Let us be quite clear what is being suggested. From the day in 597 when S Augustine arrived in Kent, it was the Roman Rite which he and his collaborators brought to this country. Pope Gregory himself had actually advised them to be more eclectic; and, at that time, the Roman Rite did not extend far beyond Rome itself (it was not until the reign of Charlemagne that a major effort was made to enforce it throughout Gaul). But this little, nascent, English Church was a tiny island of superb Romanita in a great sea of non-Roman Latin Christianity. Our earliest scholar of international standing, S Bede the Venerable, wrote his Historia to demonstrate this fact. The great Anglican liturgist G G Willis demonstrated how Roman was the genius and practice of Anglo-Saxon Christianity. Indeed, the same seems to have become true throughout these islands: the early Irish 'Stowe Missal' has no resemblance to spurious modern invented 'Celtic Christianities' which spawn the so-called 'Celtic' whatevers all over the daft 'Celtic Christianity' sections of religious bookshops: Stowe is the Roman Rite, its Eucharistic Prayer is the Roman Canon, and the book even exhibits features going back to before S Gregory I reformed that rite by making the Lord's Prayer follow immediately after the Canon.
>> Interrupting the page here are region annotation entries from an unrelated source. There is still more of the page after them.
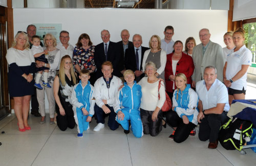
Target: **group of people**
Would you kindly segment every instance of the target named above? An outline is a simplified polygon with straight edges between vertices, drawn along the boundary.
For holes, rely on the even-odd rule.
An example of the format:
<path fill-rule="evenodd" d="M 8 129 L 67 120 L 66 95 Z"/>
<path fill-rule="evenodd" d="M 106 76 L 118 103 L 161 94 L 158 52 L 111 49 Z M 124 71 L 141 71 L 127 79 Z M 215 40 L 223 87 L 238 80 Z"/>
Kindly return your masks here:
<path fill-rule="evenodd" d="M 174 30 L 169 26 L 164 39 L 151 37 L 149 48 L 141 45 L 138 34 L 130 41 L 126 29 L 117 43 L 110 40 L 109 31 L 102 30 L 103 42 L 96 46 L 82 34 L 75 48 L 68 31 L 60 33 L 59 43 L 48 33 L 42 47 L 36 30 L 31 25 L 27 33 L 18 32 L 6 55 L 8 89 L 20 131 L 31 129 L 27 119 L 31 95 L 31 114 L 38 116 L 39 107 L 40 123 L 45 123 L 45 91 L 50 124 L 54 124 L 55 114 L 61 130 L 76 124 L 79 137 L 90 128 L 94 115 L 98 124 L 94 131 L 104 127 L 109 116 L 110 129 L 120 124 L 125 133 L 131 128 L 136 137 L 156 136 L 167 124 L 174 130 L 169 138 L 177 143 L 195 135 L 199 123 L 199 139 L 209 139 L 208 148 L 215 149 L 232 100 L 245 98 L 252 54 L 244 45 L 242 28 L 224 35 L 223 49 L 202 29 L 201 43 L 196 45 L 189 37 L 184 51 L 182 42 L 173 40 Z M 165 91 L 173 107 L 163 112 Z"/>

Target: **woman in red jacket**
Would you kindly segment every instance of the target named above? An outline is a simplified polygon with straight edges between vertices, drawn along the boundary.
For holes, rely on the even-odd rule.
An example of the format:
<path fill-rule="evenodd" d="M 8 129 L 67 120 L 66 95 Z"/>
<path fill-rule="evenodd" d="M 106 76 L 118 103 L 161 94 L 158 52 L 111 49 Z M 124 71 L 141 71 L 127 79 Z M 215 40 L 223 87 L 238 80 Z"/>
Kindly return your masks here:
<path fill-rule="evenodd" d="M 173 98 L 174 90 L 176 89 L 174 80 L 175 76 L 183 73 L 187 78 L 187 84 L 191 84 L 191 76 L 195 68 L 192 58 L 182 52 L 183 44 L 180 40 L 174 43 L 174 52 L 167 55 L 166 64 L 164 69 L 164 78 L 166 91 L 170 99 Z"/>

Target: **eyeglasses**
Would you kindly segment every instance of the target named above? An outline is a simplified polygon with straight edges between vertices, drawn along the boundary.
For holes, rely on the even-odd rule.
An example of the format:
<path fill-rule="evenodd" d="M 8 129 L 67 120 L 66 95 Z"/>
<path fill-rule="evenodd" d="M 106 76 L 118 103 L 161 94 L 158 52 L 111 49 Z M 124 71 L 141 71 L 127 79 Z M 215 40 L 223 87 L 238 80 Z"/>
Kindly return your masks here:
<path fill-rule="evenodd" d="M 206 36 L 208 36 L 208 35 L 209 35 L 209 34 L 204 34 L 204 35 L 199 35 L 199 37 L 206 37 Z"/>
<path fill-rule="evenodd" d="M 27 32 L 24 32 L 24 31 L 18 31 L 18 32 L 17 32 L 17 33 L 20 33 L 20 32 L 23 32 L 23 33 L 25 33 L 27 34 Z"/>

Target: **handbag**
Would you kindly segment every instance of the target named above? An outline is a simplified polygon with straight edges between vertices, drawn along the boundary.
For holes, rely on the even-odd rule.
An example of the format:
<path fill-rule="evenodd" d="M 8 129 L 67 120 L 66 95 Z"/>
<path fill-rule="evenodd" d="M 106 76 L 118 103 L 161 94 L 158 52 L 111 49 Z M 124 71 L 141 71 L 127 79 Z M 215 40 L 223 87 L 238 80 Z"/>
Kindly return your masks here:
<path fill-rule="evenodd" d="M 161 81 L 159 81 L 159 83 L 158 84 L 158 99 L 160 99 L 159 89 L 161 86 Z M 162 108 L 161 108 L 161 110 L 163 112 L 168 111 L 172 109 L 172 101 L 168 94 L 167 94 L 166 91 L 165 91 L 165 101 L 163 103 Z"/>

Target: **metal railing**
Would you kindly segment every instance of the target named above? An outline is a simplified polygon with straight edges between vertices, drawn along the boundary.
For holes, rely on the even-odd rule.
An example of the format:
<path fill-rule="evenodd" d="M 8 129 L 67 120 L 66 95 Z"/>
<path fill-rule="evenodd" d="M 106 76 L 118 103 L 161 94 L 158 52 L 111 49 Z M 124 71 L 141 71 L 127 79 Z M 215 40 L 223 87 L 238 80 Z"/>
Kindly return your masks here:
<path fill-rule="evenodd" d="M 256 51 L 251 51 L 252 59 L 251 60 L 251 66 L 256 67 Z"/>

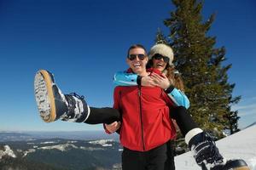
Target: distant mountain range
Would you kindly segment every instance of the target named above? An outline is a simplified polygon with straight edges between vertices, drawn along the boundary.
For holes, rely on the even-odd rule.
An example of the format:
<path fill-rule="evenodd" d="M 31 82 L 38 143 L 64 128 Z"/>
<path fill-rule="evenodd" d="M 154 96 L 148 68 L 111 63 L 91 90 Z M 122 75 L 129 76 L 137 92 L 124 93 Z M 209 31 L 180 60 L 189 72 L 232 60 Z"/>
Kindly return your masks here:
<path fill-rule="evenodd" d="M 113 139 L 30 139 L 0 143 L 0 169 L 121 169 L 119 144 Z"/>
<path fill-rule="evenodd" d="M 46 134 L 45 134 L 46 133 Z M 100 137 L 92 133 L 90 138 Z M 116 139 L 88 140 L 83 133 L 0 133 L 1 170 L 118 170 L 122 147 Z M 88 135 L 88 133 L 87 133 Z M 62 136 L 68 139 L 54 138 Z M 112 135 L 110 135 L 112 136 Z M 110 138 L 108 135 L 108 138 Z M 113 136 L 112 136 L 113 138 Z M 116 137 L 115 137 L 116 138 Z"/>
<path fill-rule="evenodd" d="M 67 139 L 80 140 L 114 139 L 119 140 L 118 134 L 107 134 L 103 131 L 73 131 L 73 132 L 6 132 L 0 131 L 0 142 L 29 141 L 39 139 Z"/>

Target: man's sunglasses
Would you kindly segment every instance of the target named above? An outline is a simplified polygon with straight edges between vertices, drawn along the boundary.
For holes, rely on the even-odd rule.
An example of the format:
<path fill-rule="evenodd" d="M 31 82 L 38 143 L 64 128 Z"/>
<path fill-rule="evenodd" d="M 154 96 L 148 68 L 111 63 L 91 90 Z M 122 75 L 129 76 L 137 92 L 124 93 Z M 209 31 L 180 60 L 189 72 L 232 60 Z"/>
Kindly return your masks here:
<path fill-rule="evenodd" d="M 170 60 L 170 59 L 168 57 L 163 56 L 160 54 L 155 54 L 152 58 L 154 59 L 154 60 L 163 59 L 165 63 L 169 63 L 169 60 Z"/>
<path fill-rule="evenodd" d="M 146 55 L 144 54 L 130 54 L 128 56 L 128 59 L 132 61 L 137 58 L 137 56 L 140 60 L 143 60 L 146 58 Z"/>

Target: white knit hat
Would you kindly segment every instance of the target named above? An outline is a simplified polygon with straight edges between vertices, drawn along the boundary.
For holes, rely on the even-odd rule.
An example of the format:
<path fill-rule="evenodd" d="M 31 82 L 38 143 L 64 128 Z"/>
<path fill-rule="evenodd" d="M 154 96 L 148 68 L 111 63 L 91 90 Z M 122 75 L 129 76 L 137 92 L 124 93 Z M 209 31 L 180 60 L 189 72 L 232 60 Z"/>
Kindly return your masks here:
<path fill-rule="evenodd" d="M 153 46 L 148 53 L 148 60 L 151 60 L 152 57 L 155 54 L 159 54 L 165 57 L 168 57 L 169 60 L 169 65 L 172 65 L 173 61 L 173 51 L 171 47 L 164 44 L 164 43 L 159 43 L 154 46 Z"/>

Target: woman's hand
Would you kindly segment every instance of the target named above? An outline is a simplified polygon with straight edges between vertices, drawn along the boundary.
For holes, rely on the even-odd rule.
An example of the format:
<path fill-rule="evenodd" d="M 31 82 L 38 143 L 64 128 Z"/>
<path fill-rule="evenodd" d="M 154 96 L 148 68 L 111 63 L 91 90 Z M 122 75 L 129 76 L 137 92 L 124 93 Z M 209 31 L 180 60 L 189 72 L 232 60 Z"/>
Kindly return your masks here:
<path fill-rule="evenodd" d="M 154 82 L 151 78 L 151 76 L 143 76 L 141 83 L 142 83 L 142 86 L 148 86 L 148 87 L 156 86 L 156 84 L 154 83 Z"/>
<path fill-rule="evenodd" d="M 120 122 L 113 122 L 111 124 L 105 124 L 107 130 L 110 133 L 114 133 L 120 128 L 120 126 L 121 126 Z"/>
<path fill-rule="evenodd" d="M 170 87 L 170 85 L 171 85 L 168 78 L 164 74 L 161 76 L 160 76 L 160 75 L 153 72 L 151 74 L 150 77 L 154 81 L 155 86 L 158 86 L 158 87 L 160 87 L 160 88 L 161 88 L 163 89 L 168 88 Z"/>

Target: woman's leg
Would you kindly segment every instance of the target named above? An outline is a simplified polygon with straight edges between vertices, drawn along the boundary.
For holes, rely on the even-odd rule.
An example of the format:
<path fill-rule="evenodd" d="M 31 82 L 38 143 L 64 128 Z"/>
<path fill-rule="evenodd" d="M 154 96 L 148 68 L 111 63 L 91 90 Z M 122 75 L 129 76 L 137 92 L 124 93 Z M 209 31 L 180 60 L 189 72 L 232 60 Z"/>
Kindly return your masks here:
<path fill-rule="evenodd" d="M 58 119 L 89 124 L 120 121 L 120 114 L 115 109 L 89 107 L 84 96 L 62 94 L 53 75 L 48 71 L 37 72 L 34 88 L 39 114 L 46 122 Z"/>

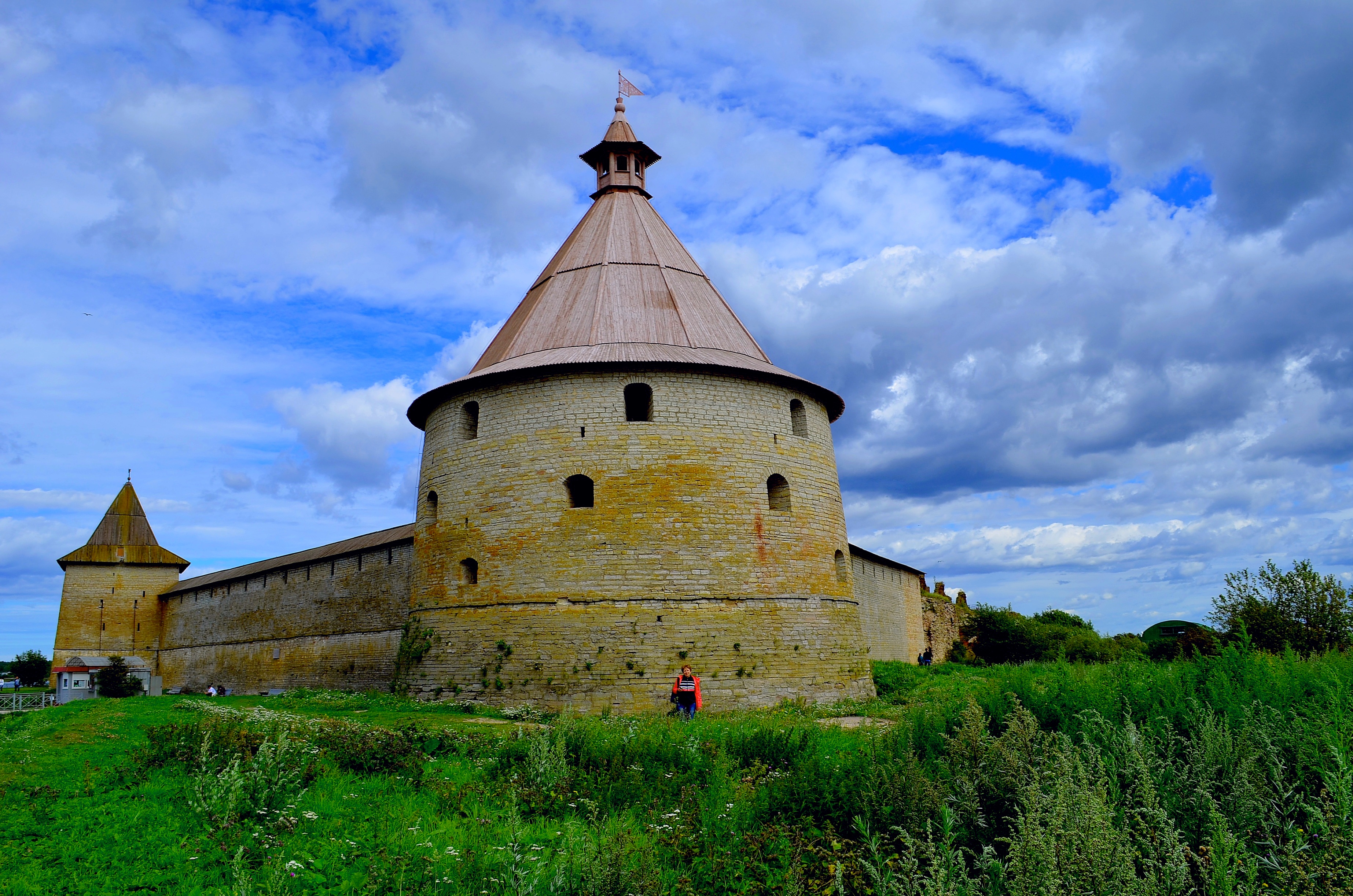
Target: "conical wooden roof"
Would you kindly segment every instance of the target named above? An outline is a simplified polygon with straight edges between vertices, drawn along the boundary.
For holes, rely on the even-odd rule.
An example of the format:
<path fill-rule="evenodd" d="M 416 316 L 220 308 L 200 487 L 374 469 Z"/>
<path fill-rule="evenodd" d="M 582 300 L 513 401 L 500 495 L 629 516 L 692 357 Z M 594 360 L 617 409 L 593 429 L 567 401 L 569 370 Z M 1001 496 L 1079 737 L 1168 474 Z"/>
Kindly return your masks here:
<path fill-rule="evenodd" d="M 177 566 L 179 571 L 188 568 L 188 560 L 164 550 L 150 531 L 146 512 L 141 509 L 137 490 L 129 479 L 118 497 L 108 505 L 107 513 L 99 521 L 93 535 L 83 548 L 65 555 L 57 563 L 142 563 L 154 566 Z"/>
<path fill-rule="evenodd" d="M 610 145 L 643 146 L 658 158 L 635 139 L 618 103 L 606 138 L 582 158 Z M 832 420 L 844 410 L 831 390 L 771 363 L 639 187 L 594 194 L 474 369 L 414 399 L 409 420 L 422 429 L 434 407 L 468 388 L 576 365 L 721 369 L 802 390 Z"/>

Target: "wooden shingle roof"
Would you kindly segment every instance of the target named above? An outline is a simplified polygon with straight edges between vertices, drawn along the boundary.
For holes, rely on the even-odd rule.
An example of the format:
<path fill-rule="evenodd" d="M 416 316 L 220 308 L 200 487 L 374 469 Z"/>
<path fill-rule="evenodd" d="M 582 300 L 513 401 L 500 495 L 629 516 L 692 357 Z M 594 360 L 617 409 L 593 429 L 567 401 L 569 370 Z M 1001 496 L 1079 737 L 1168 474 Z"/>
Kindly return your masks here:
<path fill-rule="evenodd" d="M 76 548 L 57 563 L 62 570 L 68 563 L 177 566 L 180 573 L 188 568 L 188 560 L 156 541 L 156 533 L 150 531 L 150 521 L 130 479 L 108 505 L 84 547 Z"/>
<path fill-rule="evenodd" d="M 622 137 L 637 146 L 620 108 L 606 141 Z M 831 420 L 842 414 L 839 395 L 771 363 L 645 191 L 606 187 L 594 199 L 474 369 L 414 399 L 415 426 L 469 388 L 576 365 L 733 372 L 802 390 Z"/>

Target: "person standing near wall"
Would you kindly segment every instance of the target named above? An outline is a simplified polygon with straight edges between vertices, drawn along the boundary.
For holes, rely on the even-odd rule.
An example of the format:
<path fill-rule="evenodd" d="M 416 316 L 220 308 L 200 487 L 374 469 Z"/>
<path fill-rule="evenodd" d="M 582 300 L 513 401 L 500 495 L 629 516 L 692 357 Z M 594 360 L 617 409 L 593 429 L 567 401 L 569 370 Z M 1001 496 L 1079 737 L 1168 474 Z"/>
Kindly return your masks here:
<path fill-rule="evenodd" d="M 694 719 L 695 711 L 704 705 L 700 697 L 700 677 L 690 666 L 681 667 L 681 675 L 672 684 L 672 697 L 676 698 L 676 709 L 683 719 Z"/>

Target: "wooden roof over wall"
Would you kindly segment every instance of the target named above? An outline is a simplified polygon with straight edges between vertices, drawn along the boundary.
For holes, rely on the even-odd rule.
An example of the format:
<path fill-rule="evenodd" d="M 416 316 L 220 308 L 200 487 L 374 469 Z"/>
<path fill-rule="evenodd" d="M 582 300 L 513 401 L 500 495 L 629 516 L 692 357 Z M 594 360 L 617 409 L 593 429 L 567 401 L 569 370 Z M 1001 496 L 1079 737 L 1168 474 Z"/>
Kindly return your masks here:
<path fill-rule="evenodd" d="M 258 560 L 257 563 L 248 563 L 245 566 L 237 566 L 229 570 L 221 570 L 219 573 L 208 573 L 207 575 L 199 575 L 196 578 L 183 579 L 172 589 L 161 594 L 161 597 L 166 597 L 169 594 L 181 594 L 184 591 L 193 591 L 202 587 L 225 585 L 226 582 L 238 582 L 241 579 L 252 578 L 254 575 L 271 573 L 272 570 L 284 570 L 296 566 L 306 566 L 307 563 L 317 563 L 319 560 L 327 560 L 330 558 L 338 558 L 348 554 L 360 554 L 361 551 L 372 551 L 375 548 L 390 547 L 400 541 L 413 541 L 413 540 L 414 540 L 414 524 L 407 522 L 405 525 L 396 525 L 391 529 L 382 529 L 380 532 L 369 532 L 367 535 L 359 535 L 356 537 L 345 539 L 342 541 L 334 541 L 333 544 L 325 544 L 318 548 L 298 551 L 295 554 L 284 554 L 281 556 L 275 556 L 268 560 Z"/>

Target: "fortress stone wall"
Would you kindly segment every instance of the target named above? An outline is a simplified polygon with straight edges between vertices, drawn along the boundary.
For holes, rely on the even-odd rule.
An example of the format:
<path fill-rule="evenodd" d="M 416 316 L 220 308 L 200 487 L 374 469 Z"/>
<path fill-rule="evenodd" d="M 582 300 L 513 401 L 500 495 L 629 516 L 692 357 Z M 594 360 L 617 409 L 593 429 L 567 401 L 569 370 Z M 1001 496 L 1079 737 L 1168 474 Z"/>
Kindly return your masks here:
<path fill-rule="evenodd" d="M 850 548 L 861 629 L 870 659 L 916 662 L 925 650 L 925 574 L 863 548 Z"/>
<path fill-rule="evenodd" d="M 927 639 L 943 659 L 924 574 L 847 541 L 844 402 L 771 363 L 649 204 L 660 158 L 617 100 L 587 214 L 474 369 L 409 409 L 413 524 L 179 582 L 129 480 L 60 560 L 58 659 L 578 711 L 664 708 L 683 663 L 732 708 L 871 696 L 870 660 Z"/>
<path fill-rule="evenodd" d="M 141 656 L 153 667 L 161 644 L 160 594 L 177 582 L 176 566 L 69 563 L 51 665 L 118 654 Z"/>
<path fill-rule="evenodd" d="M 633 383 L 652 390 L 651 421 L 625 420 Z M 689 371 L 579 372 L 467 391 L 426 432 L 413 609 L 438 640 L 422 690 L 632 709 L 666 702 L 653 678 L 689 662 L 712 700 L 873 692 L 815 399 Z M 594 506 L 570 506 L 574 475 Z"/>

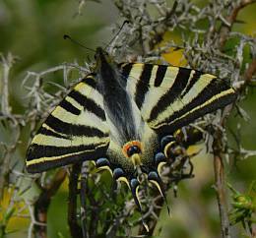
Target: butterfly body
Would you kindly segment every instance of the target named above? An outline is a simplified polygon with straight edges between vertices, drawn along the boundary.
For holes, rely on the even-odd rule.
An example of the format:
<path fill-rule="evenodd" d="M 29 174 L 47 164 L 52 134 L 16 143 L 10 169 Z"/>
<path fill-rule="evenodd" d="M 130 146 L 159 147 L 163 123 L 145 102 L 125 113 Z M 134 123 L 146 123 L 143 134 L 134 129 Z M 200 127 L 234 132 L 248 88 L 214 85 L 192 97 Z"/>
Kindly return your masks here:
<path fill-rule="evenodd" d="M 236 99 L 224 81 L 199 71 L 112 62 L 96 66 L 42 124 L 27 152 L 29 172 L 94 160 L 125 181 L 137 206 L 137 166 L 164 197 L 160 170 L 174 131 Z"/>

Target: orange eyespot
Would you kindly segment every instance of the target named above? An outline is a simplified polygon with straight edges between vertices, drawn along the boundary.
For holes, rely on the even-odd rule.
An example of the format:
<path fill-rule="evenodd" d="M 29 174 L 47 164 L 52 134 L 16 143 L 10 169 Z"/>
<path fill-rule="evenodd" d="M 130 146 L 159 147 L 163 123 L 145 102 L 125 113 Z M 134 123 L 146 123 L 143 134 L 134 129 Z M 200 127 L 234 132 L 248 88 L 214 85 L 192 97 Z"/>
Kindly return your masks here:
<path fill-rule="evenodd" d="M 123 153 L 126 157 L 131 157 L 134 153 L 142 153 L 143 151 L 143 144 L 139 141 L 128 142 L 123 146 Z"/>

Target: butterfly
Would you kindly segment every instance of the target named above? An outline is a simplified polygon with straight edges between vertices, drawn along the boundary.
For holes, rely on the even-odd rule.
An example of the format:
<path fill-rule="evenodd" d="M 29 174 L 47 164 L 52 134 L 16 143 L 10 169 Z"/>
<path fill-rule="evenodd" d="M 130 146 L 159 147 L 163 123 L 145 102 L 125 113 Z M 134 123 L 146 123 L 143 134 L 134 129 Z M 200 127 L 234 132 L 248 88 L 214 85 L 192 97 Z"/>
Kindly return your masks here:
<path fill-rule="evenodd" d="M 138 198 L 138 166 L 165 200 L 160 168 L 173 133 L 235 101 L 224 81 L 187 68 L 115 63 L 100 47 L 96 65 L 50 113 L 26 158 L 30 173 L 93 160 Z M 166 201 L 166 200 L 165 200 Z"/>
The Roman Rite ... divided after the Norman Conquest into slightly variant 'dialects' ... the Sarum or York or Hereford uses ... remained the religion of Englishmen until 1559. It survived the Reformation in the persecuted communities of Elizabethan England. Diversity of dialect began to disappear after December 1576, when the students at Douay started to study the version of the Roman Rite newly published by S Pius V. After 1850, thousands of Anglican clergy endured persecution to reintroduce that Roman Rite into their churches: their spiritual descendants now form the Ordinariate. The years after Vatican II saw the reappearance of 'dialects' of the same Roman Rite: not now Sarum or Hereford or York, but EF and OF and Anglican Use; and also the introduction of the vernacular into that Roman Rite. The Church's Liturgy has indeed not been changeless; but through all its changes the essential identity of English Catholicism has been linked indissolubly with the Roman Rite, the most ancient, the most venerable, the most widely used rite in Christendom, and with the Roman Canon, its only authentic Eucharistic Prayer.

So there you go. 1,417 years of continuity in English Catholicism. Until the Era of Archdeacon and his Grand Project. Truly, an alter Cranmerus. Perhaps a friend with his interests at heart should show him that cross in the paving of Broad Street a few feet from the door of the Master's Lodgings of Balliol College, lest a feeling arise that he needs his whiskers singed, and the cry be heard Archidiaconum ad ignes.